Penangkapan terhadap kedua pelaku dilakukan pada Kamis (24/7/2025) di wilayah Jawa Timur. Kasubbid Penmas Polda Metro Jaya, AKBP Reonald Simanjuntak, menjelaskan bahwa tersangka melakukan penyiaran dari saluran berbayar, seperti Nex Parabola, dengan menggabungkan beberapa set-top box (STB) yang berisi kanal-kanal berbayar.
“Para tersangka menyambungkan beberapa perangkat pendukung, kemudian didistribusikan dengan metode penarikan kabel ke rumah-rumah pelanggan,” kata Reonald dalam konferensi pers di Polda Metro Jaya, Jumat (1/8/2025).
Aksi ilegal ini dilakukan untuk tujuan komersial. Menurut polisi, pengungkapan kasus ini bermula dari laporan perusahaan saluran TV berbayar pada 5 April 2024 mengenai dugaan pelanggaran yang dilakukan oleh kedua tersangka sebagai operator ilegal.
Kanit Unit 5 Subdit 1, AKP Irrine Kania Defi, mengungkapkan bahwa para pelaku mengenakan biaya pemasangan awal sebesar Rp 350.000 dan biaya berlangganan Rp 30.000 per bulan.
Dalam kurun waktu enam bulan beroperasi, tersangka S diduga telah meraup keuntungan sebesar Rp 85 juta. Sementara itu, tersangka KF mendapatkan keuntungan sebesar Rp 60 juta dari kegiatan serupa.
Atas perbuatannya, kedua tersangka dijerat dengan Pasal 46 juncto Pasal 30 Undang-Undang Informasi dan Transaksi Elektronik (UU ITE), dengan ancaman pidana penjara paling lama 6 tahun dan/atau denda paling banyak Rp 600 juta.

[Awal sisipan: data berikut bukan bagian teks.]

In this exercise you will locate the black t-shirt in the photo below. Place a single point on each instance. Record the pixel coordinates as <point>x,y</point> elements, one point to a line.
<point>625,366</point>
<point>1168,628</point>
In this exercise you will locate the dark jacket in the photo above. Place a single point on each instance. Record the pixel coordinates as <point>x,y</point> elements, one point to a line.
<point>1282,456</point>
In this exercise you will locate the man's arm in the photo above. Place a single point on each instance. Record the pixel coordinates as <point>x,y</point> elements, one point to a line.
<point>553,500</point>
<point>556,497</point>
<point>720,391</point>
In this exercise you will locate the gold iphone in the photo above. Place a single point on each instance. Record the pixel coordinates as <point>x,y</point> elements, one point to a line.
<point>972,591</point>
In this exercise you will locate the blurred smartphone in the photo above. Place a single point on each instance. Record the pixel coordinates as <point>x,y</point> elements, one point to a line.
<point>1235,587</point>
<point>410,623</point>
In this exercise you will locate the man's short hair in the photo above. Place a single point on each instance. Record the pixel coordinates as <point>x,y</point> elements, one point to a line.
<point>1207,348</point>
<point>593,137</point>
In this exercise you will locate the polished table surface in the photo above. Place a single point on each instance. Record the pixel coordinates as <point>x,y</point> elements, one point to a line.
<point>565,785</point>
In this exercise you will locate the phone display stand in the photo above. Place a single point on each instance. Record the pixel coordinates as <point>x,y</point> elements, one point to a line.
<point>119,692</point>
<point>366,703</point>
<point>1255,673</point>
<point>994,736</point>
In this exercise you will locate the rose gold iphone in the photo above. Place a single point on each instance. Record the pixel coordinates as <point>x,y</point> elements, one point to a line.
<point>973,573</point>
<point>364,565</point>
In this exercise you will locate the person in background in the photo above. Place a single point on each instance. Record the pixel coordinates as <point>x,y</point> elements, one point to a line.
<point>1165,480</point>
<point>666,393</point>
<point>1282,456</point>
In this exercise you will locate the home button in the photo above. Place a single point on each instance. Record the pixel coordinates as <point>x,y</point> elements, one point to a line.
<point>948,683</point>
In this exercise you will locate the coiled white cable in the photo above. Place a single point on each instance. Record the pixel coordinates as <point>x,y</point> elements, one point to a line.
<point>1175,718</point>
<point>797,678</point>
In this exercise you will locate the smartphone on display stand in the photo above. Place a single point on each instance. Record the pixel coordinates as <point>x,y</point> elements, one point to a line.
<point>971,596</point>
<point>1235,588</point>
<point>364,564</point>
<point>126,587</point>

Mereka juga dikenakan Pasal 48 juncto UU ITE, dengan ancaman pidana paling lama 8 tahun dan/atau denda paling banyak Rp 2 miliar. Selain itu, kedua tersangka dijerat dengan Pasal 118 ayat (1) juncto Pasal 25 ayat (2) UU Hak Cipta, dengan ancaman pidana paling lama 4 tahun dan/atau denda paling banyak Rp 1 miliar.